# Screen Pro II Resolutions



## anatorian (May 22, 2014)

Cross post from creativecow...

We are having some problems getting VGA signals to look good passing through our SPII. 

DVI and SDI inputs work perfectly.
We are using a grid to tell if the 1:1 sampling is working (individual pixels in a 1920x1080 grid so you can immediately see if you are not getting perfect 1080).
VGA signals looks perfect with connected directly to the preview or program monitor.

When using the DVI inputs or using the direct connection the grid displays perfectly, each pixel in the grid only taking up one pixel on the screen.

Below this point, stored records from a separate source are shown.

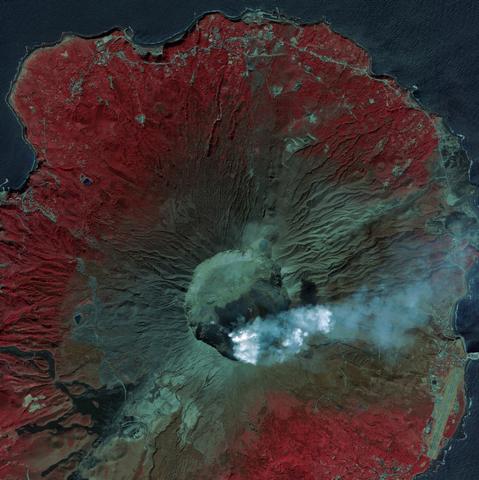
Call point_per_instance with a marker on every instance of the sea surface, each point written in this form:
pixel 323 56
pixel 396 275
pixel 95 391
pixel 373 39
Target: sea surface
pixel 430 47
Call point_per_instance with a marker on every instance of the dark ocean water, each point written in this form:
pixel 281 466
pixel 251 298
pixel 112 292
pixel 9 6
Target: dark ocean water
pixel 432 45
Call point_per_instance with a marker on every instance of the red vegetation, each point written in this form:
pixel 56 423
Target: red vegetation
pixel 111 128
pixel 294 442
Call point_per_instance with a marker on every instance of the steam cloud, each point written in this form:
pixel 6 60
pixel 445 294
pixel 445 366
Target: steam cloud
pixel 383 321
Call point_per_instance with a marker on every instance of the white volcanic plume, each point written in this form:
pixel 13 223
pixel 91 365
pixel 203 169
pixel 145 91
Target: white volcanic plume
pixel 385 321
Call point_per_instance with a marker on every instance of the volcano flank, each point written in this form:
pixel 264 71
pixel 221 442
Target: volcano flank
pixel 238 258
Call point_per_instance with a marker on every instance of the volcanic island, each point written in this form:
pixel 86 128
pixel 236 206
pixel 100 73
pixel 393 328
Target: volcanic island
pixel 238 257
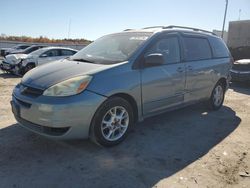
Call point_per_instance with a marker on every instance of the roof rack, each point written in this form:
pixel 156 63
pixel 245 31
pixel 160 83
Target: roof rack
pixel 153 27
pixel 180 27
pixel 127 29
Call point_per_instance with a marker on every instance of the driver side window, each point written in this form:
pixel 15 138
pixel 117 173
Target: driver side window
pixel 169 48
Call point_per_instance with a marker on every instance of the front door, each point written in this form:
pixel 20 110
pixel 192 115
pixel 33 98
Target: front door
pixel 163 85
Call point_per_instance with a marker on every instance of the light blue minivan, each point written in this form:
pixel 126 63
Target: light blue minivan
pixel 104 89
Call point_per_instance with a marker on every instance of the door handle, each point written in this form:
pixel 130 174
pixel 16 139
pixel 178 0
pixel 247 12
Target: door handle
pixel 179 69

Once we use the VGA input to the SPII the sampling is no longer 1:1 and each pixel in the test grid takes up more than 1 pixel. We were able to play with the size settings long enough to get one of our computers to display properly with VGA, but many other PCs we have will not display perfectly using 1:1 sampling. The image is shifted to the right and we can never get the image to fill the screen.

As listed above we have verified that the PCs are outputting proper 1920x1080 signal by connecting them directly to a LCD monitor and observing full sharpness.

Any ideas here? The SPII on auto acquire thinks the signal is 1280x1080, and we manually change that to 1920x1080p @60 and change sampling to 1:1 but the sizing never allows us to fill the screen.

Thanks!


----------



## ruinexplorer (May 23, 2014)

Which version of the software are you currently using on the SPII? It sounds as if it is misreading the EDID with the Auto Acquire.


----------



## Jay Ashworth (May 23, 2014)

Or you might need the projector powered up before you *plug in the cable*, to get the proper EDID/resolution. You did say "projector", right?


----------



## anatorian (May 24, 2014)

What we discovered (only after reading the PDS-902 manual and making a guess as to if it applied to the SPII) is that the SPII doesn't support 1:1 pixel sampling when the pixel clock is over 150MHz. Since the iMac worked perfectly it must have a pixel clock under 150MHz by default. On the windows PCs we were able to achieve the 1:1 sampling by altering the timings in the advanced driver settings (many default to a pixel clock around 170MHz for 1920x1080p @60).

Hopefully this helps someone else that may be having this issue.


----------



## ruinexplorer (May 25, 2014)

Good news that you solved your issue.


----------